This article originally appeared on PYMNTS.com on November 12, 2018.
Chief financial officers (CFOs) often have a love-hate relationship with their enterprise resource planning (ERP) systems. They’re a staple of corporate finance and, as of recent years, are accelerating their shift into the cloud. As such, the ERP system can now play a more flexible role across more areas of the enterprise to deliver deeper insight into financial positions and trends.
Yet, while adoption of ERP tools is nearly ubiquitous, particularly among larger corporations, satisfaction with the solutions in-place seems to be capped. Panorama Consulting conducted research earlier this year that found more than one quarter of corporates described their ERP implementation process as a failure, and satisfaction with their implementations sunk from 81 percent to 42 percent. Analysts said that, even while corporates are satisfied with the ERP systems they have chosen, they’re largely struggling to deploy them effectively and get the most return on investment (ROI).
While ERP systems have been around for 25 years or so, recent evolutions in corporate financial technology are redirecting the position of ERP within the broader ecosystem of digital platforms. Now, one of the most important roles of ERP is to act as an aggregator of corporate data.
However, Mike Lipps, CEO of corporate reporting solutions provider insightsoftware, said that just because the ERP system can gather key financial information doesn’t mean CFOs are able to easily access and make sense of it.
“Most ERPs have a net promoter score that is quite low, if not negative,” he said in a recent interview with PYMNTS. “Yet, it really is the repository, the single source where you can dump all of this data inside of a business. In this day and age, you really don’t know how to operate without an ERP.”
He pointed to Panorama Consulting’s report, which found the availability of information to be the number-one benefit cited by professionals of their ERP systems in place. However, when it comes to strategic benefits of ERP systems, the numbers are relatively low: Only 17 percent said their ERP solution has resulted in better-informed decision-making, and even fewer said it led to enhanced visibility into operations. Overall, nearly all the benefits associated with ERP solutions, from better controls and compliance to lower IT maintenance costs, were experienced by less than half of survey respondents.

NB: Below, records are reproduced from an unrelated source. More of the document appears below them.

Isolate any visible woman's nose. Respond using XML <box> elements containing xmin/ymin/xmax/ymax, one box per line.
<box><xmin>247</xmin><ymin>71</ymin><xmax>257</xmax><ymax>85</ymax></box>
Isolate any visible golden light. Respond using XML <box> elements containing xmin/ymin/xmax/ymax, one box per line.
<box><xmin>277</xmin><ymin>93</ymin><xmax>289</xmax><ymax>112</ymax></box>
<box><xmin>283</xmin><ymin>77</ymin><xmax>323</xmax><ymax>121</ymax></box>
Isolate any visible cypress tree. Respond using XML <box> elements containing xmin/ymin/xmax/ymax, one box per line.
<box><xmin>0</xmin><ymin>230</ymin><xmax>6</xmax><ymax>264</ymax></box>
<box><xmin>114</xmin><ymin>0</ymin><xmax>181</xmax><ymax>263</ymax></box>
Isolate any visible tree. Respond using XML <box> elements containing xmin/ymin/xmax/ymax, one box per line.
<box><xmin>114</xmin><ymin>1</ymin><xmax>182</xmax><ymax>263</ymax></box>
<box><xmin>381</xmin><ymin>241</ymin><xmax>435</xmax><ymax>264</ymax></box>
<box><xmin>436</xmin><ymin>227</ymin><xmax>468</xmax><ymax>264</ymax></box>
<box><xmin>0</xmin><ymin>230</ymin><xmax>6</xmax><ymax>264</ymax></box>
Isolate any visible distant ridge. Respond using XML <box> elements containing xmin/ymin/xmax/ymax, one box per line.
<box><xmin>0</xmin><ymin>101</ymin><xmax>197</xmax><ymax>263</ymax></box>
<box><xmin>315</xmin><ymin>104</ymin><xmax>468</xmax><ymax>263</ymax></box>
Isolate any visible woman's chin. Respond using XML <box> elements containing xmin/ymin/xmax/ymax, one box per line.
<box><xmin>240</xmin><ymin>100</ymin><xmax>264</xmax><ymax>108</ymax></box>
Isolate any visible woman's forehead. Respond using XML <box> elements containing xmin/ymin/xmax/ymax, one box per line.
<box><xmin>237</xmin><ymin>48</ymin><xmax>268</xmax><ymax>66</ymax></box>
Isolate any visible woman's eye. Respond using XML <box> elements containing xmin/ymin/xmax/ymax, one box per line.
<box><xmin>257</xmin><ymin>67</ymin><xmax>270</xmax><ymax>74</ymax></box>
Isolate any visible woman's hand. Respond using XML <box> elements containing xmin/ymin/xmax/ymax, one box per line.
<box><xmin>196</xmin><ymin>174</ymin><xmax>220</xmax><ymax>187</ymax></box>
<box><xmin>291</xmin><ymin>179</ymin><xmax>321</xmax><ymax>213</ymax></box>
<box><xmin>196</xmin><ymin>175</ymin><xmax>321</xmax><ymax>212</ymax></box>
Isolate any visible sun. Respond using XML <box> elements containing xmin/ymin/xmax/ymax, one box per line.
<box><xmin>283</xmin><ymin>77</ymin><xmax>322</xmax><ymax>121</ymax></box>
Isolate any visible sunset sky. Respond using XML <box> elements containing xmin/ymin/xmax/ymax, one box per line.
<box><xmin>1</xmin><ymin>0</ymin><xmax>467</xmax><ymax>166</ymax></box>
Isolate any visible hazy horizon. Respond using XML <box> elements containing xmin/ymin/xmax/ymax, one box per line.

“The challenge sometimes becomes: ‘Your greatest strength is your greatest weakness,'” said Lipps. “The fact that the ERP ends up being the place where you can put all of your data makes it much more difficult for these larger enterprises to figure out how to leverage and easily access that data [they] need to make a specific decision.”
For firms like insightsoftware, there is opportunity to bridge these gaps between the potential benefits and expectations of ERP solutions to the actual outcomes of ERP implementation. In pursuit of technologies that can enhance CFOs’ ability to get the most out of their ERP systems, insightsoftware recently announced multiple acquisitions of solution providers that can tap into the data trapped within ERPs.
One of those acquisitions was of Wands, a company that offers corporate reporting software based off Microsoft Excel. Interestingly, Excel spreadsheets have followed a similar path in corporate adoption to the ERP solution: While spreadsheets hold a reputation for being outdated and manual, adoption in the corporate finance department is widespread. As a result, for all of its shortcomings, the spreadsheet program often acts as a source for troves of valuable financial information.
“It’s a love-hate relationship with Excel,” said Lipps. “Something like 80 percent of the time that finance folks are working, they’re working in Excel. It is, by far, the number-one instrument for financial roles inside of these businesses.”
While corporate FinTech has taken to pushing corporates off spreadsheets in favor of more automated solutions, Lipps noted that he still sees a future for spreadsheets in corporate finance, particularly in the immediate future. Additional tools can augment the power of spreadsheets, just as they can enhance the potential of ERP tools, allowing CFOs and their teams to make use of the information these solutions hold.
“The trick is to provide ‘Excel on steroids,'” he explained. “To make it easier to pull all of that data from multiple sources together into reports, that makes the lives of finance users much easier. If we’re talking 15, 20 years from now, you can envision Excel usage to start to decline. But I, personally, think that’s a long way off.”
The next evolution in corporate finance and reporting, rather, will be solutions that unlock the data within ERP systems and spreadsheets. Looking one step beyond that, Lipps said, is empowering CFOs to take that data and make more informed predictions and more accurate forecasts. This is what led insightsoftware’s latest acquisition of CXO Software, enabling businesses to streamline their financial reporting capabilities by being able to aggregate data across ERP systems, regardless of the ERP type (or how many a large corporate might have in place).
The “next horizon” for corporate finance will be technologies that can bridge data repositories like Excel spreadsheets and ERP systems for streamlined month-end reporting and analysis, as well as to link these capabilities with budgeting and forecasting teams to allow businesses to look ahead. And yes, spreadsheets and ERP solutions are probably going to still play their part in this evolution.
“The future of the way the CFO operates is the day when the CFO doesn’t have to go through page after page of manual reporting,” Lipps said. “They will, ultimately, be able to do their month-end report on their iPad, and that day is actually much sooner than people realize.”